Edit: Found some motorcycle spoke covers with 6mm ID. They're slit along the axis, so you could just pop in the circle PCBs and maybe heat shrink for stability.

Another edit: And here are some heavy duty black straws. These might need to be sawed, but the ID looks to be around 6mm. Here's the same diameter in thinner material.


----------



## ADAOCE (May 1, 2020)

I only have 3mm clear green leds. Will those work if I orient the tip toward the face of the ldr? Otherwise lol just use the diffuse 5mm greens I have


----------



## Chuck D. Bones (May 4, 2020)

If only it were so simple!

I'm in the process of building the Delegate.  I have a pile of LEDs and LDRs, so I set up a little test station to figure out which LDRs and LEDs work the best.  If you have a protoboard and a handful of parts, you can do the same.  In its simplest incarnation, all you need is a pot and a resistor to set the LED current and an ohmmeter to monitor the LDR resistance.  Different circuit needs the LDR resistance to cover different ranges, so it helps to know the LDR's performance requirements.  In the Tso, the LDRs are in parallel with the 100K SUSTAIN pot.  As long as their dark resistance is at least 3x larger than the SUSTAIN pot, that's sufficient.  Because the LDRs are in parallel, each one should be at least 6x the SUSTAIN pot.  At the other end of the range, the LDRs need to get down to 10K or below.  The LED current in the Tso ranges from zero to about 4.5mA.
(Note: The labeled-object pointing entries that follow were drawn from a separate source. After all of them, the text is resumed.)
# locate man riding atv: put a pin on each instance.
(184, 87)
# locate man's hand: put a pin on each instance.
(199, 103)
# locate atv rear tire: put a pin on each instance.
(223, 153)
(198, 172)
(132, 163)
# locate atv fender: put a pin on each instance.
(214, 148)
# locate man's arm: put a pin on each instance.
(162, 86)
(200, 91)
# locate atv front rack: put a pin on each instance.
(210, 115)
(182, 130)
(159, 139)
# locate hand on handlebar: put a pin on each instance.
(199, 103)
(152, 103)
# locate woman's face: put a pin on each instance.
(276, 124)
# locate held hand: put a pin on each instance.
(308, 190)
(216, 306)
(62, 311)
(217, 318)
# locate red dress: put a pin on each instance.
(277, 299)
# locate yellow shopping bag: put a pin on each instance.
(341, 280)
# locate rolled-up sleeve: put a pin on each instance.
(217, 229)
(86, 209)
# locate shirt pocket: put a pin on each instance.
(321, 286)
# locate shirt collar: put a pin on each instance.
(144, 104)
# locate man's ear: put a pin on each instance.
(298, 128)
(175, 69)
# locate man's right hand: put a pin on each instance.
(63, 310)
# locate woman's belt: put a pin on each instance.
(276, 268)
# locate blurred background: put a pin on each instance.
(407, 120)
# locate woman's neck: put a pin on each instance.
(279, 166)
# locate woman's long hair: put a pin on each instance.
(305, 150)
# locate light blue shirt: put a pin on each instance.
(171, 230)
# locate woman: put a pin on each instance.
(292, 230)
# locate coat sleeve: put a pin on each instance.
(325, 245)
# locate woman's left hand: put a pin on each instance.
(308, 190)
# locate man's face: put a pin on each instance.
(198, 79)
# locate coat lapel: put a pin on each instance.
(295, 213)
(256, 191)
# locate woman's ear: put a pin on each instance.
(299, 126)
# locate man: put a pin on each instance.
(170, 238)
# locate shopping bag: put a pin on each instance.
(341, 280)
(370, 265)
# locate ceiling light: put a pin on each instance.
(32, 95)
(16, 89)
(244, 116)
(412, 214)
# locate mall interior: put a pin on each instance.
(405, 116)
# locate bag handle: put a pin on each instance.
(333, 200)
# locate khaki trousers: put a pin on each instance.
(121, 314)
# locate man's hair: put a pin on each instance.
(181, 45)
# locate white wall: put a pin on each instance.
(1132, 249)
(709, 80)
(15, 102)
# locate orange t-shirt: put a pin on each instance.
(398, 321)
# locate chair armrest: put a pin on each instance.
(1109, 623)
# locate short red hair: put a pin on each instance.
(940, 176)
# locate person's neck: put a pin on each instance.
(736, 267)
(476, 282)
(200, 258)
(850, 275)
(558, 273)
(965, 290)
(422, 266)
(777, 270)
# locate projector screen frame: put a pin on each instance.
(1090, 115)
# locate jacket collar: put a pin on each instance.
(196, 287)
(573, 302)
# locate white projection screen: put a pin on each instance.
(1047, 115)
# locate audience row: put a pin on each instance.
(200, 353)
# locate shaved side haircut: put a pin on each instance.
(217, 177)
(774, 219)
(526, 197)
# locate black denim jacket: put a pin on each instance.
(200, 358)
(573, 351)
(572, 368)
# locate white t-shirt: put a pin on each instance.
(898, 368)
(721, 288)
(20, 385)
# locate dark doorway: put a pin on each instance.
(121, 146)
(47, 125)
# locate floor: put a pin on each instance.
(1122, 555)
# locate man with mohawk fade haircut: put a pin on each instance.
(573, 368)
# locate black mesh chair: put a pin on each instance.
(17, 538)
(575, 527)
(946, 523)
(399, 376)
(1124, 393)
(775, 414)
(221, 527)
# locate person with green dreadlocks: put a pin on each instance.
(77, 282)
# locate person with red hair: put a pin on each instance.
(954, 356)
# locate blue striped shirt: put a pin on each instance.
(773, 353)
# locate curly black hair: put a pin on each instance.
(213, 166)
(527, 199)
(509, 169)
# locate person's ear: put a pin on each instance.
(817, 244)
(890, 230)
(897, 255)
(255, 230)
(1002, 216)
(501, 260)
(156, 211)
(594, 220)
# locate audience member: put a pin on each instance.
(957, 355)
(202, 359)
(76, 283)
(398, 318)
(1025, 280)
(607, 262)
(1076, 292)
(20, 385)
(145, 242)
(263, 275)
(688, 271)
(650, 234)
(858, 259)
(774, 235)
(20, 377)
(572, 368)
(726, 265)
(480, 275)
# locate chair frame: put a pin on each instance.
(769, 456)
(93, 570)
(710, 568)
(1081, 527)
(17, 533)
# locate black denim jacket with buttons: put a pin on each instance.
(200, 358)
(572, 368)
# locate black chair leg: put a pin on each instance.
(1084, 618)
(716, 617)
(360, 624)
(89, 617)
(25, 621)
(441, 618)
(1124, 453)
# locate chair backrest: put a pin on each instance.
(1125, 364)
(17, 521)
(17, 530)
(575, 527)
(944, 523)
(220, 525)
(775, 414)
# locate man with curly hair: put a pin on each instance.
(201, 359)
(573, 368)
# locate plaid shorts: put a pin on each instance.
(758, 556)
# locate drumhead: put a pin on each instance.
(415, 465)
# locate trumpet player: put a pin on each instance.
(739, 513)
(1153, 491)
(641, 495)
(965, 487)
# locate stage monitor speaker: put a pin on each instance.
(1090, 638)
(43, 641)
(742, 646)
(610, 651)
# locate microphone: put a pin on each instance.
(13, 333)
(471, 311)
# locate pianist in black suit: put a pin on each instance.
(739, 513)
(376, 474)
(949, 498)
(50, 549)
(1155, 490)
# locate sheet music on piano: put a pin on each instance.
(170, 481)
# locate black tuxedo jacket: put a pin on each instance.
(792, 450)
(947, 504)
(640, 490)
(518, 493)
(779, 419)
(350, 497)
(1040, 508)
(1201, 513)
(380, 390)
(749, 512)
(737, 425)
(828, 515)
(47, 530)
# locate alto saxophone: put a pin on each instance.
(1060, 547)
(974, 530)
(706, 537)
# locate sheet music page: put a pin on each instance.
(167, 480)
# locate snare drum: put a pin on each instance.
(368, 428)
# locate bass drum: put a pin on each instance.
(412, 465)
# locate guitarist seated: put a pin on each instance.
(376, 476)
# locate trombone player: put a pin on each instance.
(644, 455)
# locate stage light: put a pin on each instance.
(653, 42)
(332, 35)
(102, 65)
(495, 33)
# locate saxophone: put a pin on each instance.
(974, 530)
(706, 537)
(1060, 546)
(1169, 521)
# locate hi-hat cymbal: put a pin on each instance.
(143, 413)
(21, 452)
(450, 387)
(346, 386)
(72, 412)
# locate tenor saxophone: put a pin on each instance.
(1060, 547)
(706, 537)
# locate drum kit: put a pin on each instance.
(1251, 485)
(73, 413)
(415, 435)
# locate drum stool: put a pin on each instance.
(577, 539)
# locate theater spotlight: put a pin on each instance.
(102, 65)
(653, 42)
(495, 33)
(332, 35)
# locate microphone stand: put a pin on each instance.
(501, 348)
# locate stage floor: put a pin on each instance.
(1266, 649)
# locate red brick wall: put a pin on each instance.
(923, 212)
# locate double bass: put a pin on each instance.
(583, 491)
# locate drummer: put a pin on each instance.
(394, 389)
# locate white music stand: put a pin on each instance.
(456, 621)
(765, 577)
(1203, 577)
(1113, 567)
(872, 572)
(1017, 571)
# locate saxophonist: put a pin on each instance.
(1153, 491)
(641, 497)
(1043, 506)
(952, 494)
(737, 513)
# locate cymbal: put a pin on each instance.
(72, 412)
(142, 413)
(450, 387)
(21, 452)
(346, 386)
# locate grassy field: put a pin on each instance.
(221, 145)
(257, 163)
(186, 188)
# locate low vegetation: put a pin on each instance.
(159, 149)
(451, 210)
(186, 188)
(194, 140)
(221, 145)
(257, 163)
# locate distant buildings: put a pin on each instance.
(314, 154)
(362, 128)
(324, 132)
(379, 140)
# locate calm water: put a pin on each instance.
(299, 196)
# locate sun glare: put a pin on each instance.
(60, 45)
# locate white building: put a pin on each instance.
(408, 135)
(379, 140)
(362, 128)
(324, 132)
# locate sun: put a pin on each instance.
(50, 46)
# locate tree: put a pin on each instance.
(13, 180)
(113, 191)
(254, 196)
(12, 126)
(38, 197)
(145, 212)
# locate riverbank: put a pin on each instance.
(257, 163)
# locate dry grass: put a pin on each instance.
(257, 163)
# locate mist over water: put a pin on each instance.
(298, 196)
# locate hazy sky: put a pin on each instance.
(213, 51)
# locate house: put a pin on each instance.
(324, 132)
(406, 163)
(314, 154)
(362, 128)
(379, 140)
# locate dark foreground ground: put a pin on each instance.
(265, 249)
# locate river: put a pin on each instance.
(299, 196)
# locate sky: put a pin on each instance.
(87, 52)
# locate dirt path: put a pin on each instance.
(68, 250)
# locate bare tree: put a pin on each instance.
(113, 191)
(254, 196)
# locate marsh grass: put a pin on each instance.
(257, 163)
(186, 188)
In addition to measuring light and dark resistance, I wanted to measure response time, because LDRs go from low resistance to high resistance fairly slowly.  For that, I used the function generator and scope functions in my LabNation USB scope and an opamp to drive the LED.  Here's shots of the test station and the LDR performance.  The green trace is LED current, 1V = 1mA.  The blue trace is LDR voltage.  The LDR makes a voltage divider with a 100K resistor and the 9.3VDC power supply.  I got the best performance using a frosted blue LED.  Ble may not be the best color for LDRs, but because it was bright and diffuse it worked very well.  I tried a yellow LED with a high MCD rating, but because the light was focused in a narrow beam it was useless at a right angle and even straight on, it only illuminated part of the LDR.  I also tried some green LEDs, but they were nowhere as bright as the blue LED seen in the pic below, even at twice the current.  I also tried some while LEDs.  They worked, but were not diffuse.  In the scope plot, the LDR resistance varies from just under 2K with 1.42mA LED current to about 450K with the LED current at zero.  I had a cardboard box over the test station to keep out stray light, but some still leaked in.  In total darkenss, that LDR is over 2Meg.  The time for the resistance to get from 2K to 200K is about 125ms.  The slow response is what makes LDRs suitable for pedal applications like phasers, VCFs and compressors, but in the case of compressors, we don't want them to be too slow.  This one should work well in the Delegate.


----------



## Alan W (Aug 8, 2022)

Chuck—just brilliant! I'm sorting trough 50 LDRs to try and match two sets of 6 as closely as possible—and have everything worked out in terms of tracking the resistances, but couldn't decide the best way to measure transition speed (with a gut sense that this was maybe the more critical parameter, and definitely so in your optical compressor scenario). And I can just compare print outs, rather than making lists of tiny numbers on a strip of masking tape.


----------